A refreshing aspect of this book is that it is truly international in scope and does not assume that terrorism began on September 11th. The situations in Northern Ireland and Israel get just as prominent attention as the internal threats to America. Likewise, the war in Serbia almost gets comparable coverage to the war in Iraq. There is also an insightful essay comparing the response to the World Trade Center bombing by the media in South Asia (India and Pakistan) to that of the United States--an illuminating contrast, indeed. Any time these forgotten parts of the world are put on center stage, American students of media are better for it. Truly, this volume provides a multivoiced, multicultural, multifaceted global perspective on coverage of terrorism and war.

Some of the essays fall into the rut of being myopic journalistic accounts that become quite stale once the initial event reported has passed. Yet, some of the essays transcend their time-based environment to make more far-reaching philosophical and theoretical statements about the state of journalism in America and around the world. One in particular focuses on the motivations to influence media by those who are the underdogs fighting against powerful states, whether these underdogs are protesters, citizens in occupied states, terrorists, revolutionaries, or weaker combatants in state-to-state conflicts. Gadi Wolfsfeld, an Israeli academic, systematically lays out a framework for determining whether the media will play an independent role or be subservient to the powerful party in a dispute between unequal parties. Factors include the powerful antagonist's ability to initiate and control events, their ability to regulate the flow of information, and the degree of political dispute among elites on the powerful party's side. Even though this essay was written more than a decade ago just after the first Gulf War, it certainly rings true in the current environment where unequal conflicts predominate.

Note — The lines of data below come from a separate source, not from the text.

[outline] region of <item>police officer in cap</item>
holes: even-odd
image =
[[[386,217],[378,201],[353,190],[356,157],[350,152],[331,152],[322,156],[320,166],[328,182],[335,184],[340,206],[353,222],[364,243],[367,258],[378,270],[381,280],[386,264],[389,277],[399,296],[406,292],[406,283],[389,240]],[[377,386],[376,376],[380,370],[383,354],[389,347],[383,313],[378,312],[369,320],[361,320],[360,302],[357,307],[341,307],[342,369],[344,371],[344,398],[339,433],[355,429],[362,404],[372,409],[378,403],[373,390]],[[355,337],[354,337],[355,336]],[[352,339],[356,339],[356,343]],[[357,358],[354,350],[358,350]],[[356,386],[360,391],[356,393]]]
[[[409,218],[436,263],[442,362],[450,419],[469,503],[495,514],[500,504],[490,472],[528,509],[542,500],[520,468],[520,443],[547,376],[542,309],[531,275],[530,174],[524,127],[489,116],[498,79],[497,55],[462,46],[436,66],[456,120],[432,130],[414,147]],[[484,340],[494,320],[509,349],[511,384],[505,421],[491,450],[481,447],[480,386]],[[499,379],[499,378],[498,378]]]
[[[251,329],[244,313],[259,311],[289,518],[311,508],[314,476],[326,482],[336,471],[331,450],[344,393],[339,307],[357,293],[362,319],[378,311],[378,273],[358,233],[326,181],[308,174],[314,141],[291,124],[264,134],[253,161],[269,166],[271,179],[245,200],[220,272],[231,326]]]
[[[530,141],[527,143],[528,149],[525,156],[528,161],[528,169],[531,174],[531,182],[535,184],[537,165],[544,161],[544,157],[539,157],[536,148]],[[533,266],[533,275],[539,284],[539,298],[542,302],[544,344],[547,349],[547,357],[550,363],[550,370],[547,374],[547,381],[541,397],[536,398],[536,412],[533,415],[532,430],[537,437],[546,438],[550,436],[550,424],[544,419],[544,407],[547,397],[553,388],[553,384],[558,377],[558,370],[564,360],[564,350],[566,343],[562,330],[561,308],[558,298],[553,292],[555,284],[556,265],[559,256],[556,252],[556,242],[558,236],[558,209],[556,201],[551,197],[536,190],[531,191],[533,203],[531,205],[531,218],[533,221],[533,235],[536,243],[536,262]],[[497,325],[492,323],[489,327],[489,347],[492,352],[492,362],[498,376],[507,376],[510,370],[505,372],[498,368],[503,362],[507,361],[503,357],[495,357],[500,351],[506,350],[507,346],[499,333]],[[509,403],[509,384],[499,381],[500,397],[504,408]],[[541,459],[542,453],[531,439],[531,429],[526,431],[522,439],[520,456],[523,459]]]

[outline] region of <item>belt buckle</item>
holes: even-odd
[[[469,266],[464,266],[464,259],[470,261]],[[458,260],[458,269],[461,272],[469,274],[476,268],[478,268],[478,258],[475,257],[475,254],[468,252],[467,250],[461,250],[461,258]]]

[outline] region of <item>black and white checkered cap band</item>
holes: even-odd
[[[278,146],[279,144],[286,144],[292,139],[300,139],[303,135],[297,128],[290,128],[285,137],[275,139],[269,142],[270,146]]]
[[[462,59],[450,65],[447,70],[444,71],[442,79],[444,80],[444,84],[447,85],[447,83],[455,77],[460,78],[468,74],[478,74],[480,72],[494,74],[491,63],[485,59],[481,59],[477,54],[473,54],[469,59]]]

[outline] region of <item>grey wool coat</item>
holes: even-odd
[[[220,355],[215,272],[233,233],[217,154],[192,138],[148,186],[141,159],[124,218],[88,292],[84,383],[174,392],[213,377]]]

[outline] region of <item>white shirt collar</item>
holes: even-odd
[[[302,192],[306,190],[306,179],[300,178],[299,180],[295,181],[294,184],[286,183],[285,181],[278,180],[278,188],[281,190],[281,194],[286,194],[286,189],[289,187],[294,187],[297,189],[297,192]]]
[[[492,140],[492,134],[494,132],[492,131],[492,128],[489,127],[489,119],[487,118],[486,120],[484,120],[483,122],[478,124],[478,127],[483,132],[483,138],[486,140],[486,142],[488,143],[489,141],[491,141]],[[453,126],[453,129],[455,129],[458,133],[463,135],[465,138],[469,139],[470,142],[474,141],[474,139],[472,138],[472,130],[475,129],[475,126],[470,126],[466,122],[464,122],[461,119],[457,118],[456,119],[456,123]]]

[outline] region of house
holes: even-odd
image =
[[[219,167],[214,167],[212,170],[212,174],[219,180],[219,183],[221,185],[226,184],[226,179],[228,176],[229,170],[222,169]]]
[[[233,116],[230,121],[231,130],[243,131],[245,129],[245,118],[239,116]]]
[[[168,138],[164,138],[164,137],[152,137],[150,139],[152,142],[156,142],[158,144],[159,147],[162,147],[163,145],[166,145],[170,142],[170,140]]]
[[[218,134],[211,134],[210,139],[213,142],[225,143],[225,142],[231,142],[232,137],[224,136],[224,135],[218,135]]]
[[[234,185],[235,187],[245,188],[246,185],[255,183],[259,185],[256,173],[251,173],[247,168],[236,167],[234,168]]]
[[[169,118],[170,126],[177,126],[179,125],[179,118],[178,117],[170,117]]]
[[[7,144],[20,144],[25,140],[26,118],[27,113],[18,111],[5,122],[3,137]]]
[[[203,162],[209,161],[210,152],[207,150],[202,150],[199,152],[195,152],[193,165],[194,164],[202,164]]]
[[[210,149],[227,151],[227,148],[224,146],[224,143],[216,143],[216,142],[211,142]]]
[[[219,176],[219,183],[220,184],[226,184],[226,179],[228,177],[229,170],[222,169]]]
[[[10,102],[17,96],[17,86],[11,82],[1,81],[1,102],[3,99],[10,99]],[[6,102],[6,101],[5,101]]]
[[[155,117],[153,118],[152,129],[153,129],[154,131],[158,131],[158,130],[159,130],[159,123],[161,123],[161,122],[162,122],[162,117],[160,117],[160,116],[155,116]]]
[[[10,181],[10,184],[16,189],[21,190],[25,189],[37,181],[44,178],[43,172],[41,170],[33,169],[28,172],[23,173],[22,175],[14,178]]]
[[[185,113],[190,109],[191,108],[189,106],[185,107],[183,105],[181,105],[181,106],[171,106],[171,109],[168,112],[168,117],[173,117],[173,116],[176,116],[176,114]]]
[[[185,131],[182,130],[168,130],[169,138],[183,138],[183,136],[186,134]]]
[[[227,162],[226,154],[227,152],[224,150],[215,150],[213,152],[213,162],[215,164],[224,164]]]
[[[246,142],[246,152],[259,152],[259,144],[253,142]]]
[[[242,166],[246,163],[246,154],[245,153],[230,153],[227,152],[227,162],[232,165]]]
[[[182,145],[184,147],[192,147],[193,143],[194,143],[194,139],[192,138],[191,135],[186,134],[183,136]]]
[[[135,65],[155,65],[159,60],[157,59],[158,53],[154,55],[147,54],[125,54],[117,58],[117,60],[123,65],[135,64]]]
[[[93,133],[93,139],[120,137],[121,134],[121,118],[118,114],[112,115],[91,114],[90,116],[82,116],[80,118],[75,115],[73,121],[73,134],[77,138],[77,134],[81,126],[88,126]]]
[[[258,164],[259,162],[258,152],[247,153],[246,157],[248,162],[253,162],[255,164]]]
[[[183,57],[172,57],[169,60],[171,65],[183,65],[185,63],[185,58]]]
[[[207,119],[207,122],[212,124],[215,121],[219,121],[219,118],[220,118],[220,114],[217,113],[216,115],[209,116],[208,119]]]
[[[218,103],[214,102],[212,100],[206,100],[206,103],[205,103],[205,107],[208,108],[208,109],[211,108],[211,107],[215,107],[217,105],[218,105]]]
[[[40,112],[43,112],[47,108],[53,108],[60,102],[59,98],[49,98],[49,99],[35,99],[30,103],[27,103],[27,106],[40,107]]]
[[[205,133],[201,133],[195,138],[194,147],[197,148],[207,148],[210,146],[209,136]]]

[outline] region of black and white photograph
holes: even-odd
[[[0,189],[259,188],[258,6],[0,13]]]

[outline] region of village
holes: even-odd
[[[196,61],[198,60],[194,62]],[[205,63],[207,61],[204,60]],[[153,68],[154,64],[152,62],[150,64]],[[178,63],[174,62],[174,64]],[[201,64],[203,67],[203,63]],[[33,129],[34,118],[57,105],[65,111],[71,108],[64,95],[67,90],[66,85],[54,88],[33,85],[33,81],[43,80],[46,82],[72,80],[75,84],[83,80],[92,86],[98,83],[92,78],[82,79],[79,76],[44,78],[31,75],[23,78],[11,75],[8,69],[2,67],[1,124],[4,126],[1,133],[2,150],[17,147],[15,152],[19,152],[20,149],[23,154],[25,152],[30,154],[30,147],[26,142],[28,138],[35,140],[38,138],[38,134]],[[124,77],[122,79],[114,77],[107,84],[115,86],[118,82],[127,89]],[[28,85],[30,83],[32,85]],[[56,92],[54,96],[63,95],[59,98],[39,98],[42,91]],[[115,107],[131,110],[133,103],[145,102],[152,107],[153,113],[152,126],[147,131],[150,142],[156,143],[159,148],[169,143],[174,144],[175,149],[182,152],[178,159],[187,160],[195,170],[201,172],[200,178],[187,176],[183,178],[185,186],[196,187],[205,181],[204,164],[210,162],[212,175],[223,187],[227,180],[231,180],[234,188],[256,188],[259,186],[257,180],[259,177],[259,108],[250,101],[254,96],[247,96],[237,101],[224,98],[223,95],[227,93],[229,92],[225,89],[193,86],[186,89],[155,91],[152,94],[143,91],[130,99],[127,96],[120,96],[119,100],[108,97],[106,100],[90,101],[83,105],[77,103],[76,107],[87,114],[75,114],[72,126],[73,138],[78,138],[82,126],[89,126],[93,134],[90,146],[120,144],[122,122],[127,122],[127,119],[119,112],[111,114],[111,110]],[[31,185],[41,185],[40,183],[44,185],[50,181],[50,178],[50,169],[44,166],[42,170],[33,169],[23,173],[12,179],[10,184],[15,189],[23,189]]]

Another valuable contribution is a content analysis of coverage of terrorism before September 11th. It shows that the New York Times and Washington Post did indeed devote quite a bit of coverage to terrorism during the years leading up to 2001 and discussed the threat of a direct attack to America but gave far less coverage to terrorism's underlying causes and the frustrations being experienced in the Islamic world. It also shows that heavyweight terrorism coverage in the elite press slowed to a trickle when it filtered down to the local level.

This essay points out that there was considerable activity within the academic community that focused on a variety of angles concerning terrorism and homeland security. Yet journalism did a poor job of discovering and translating those academic findings and perspectives into well-sourced, objective news coverage. Implied in the essay is the need for a new strand of journalism that can tap into this intellectual pipeline and convey substantive information to the public. With news gathering having become so anemic in the international arena, creative initiatives are desperately needed if the news media are to remain global players.

Both of these books make a strong case for shifting resources from news processing to news gathering and for developing alternative news-gathering techniques to offset the appalling shrinkage of global news-gathering capabilities.

Joe Foote (Ph.D., University of Texas at Austin) is the Edward L. Gaylord Chair in the Gaylord College of Journalism & Mass Communication at the University of Oklahoma. His research interest concerns international media.